| name | dependents |
| description | For each published package of this repository, fetch the top runtime dependents so later exposure-analysis skills have a ranked shortlist to work against. Use after the packages skill has populated which packages exist. |
| license | MIT |
| compatibility | Needs network access to packages.ecosyste.ms. |
| allowed-tools | Read,Write,WebFetch,Grep,Glob,LS |
| metadata | {"scrutineer.version":1,"scrutineer.output_file":"report.json","scrutineer.output_kind":"dependents","scrutineer.requires_remote":true} |
dependents
Workspace
./context.json — has repository.url
./report.json — write the combined dependents array here
./schema.json — output shape
What to do
- Read
./context.json and extract repository.url.
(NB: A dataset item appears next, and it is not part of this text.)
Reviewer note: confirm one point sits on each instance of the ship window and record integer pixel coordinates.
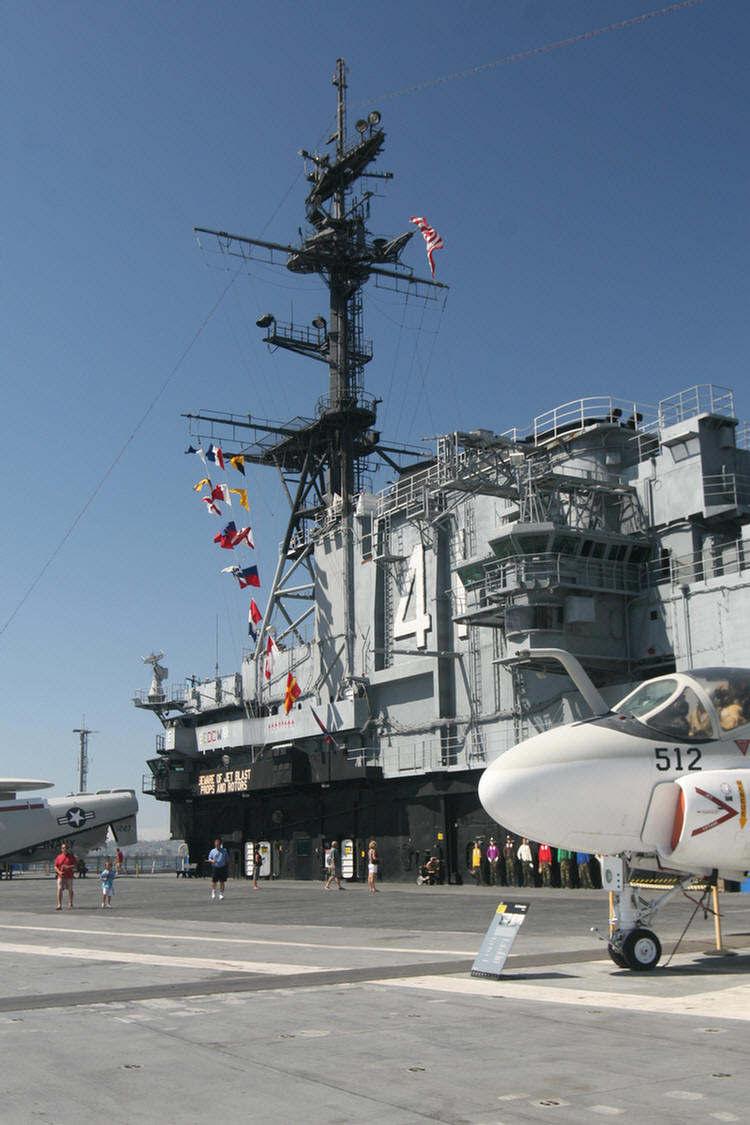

- Look up the repository's packages:
https://packages.ecosyste.ms/api/v1/packages/lookup?repository_url={URL-ENCODED_URL}. Each entry has a dependent_packages_url.
- For each package's
dependent_packages_url, fetch up to the first 30 results, ranked by dependent_repos_count or downloads descending.
- Emit one entry per dependent under
report.json's dependents array:
name from upstream name
ecosystem from upstream ecosystem
purl from upstream purl
repository_url from upstream repository_url or repo_metadata.html_url
downloads from upstream downloads
dependent_repos from upstream dependent_repos_count
registry_url from upstream registry_url
latest_version from upstream latest_release_number
De-duplicate by purl when a dependent appears under more than one of this repo's packages.
If there are no packages or no dependents, write {"dependents": []}. Valid result.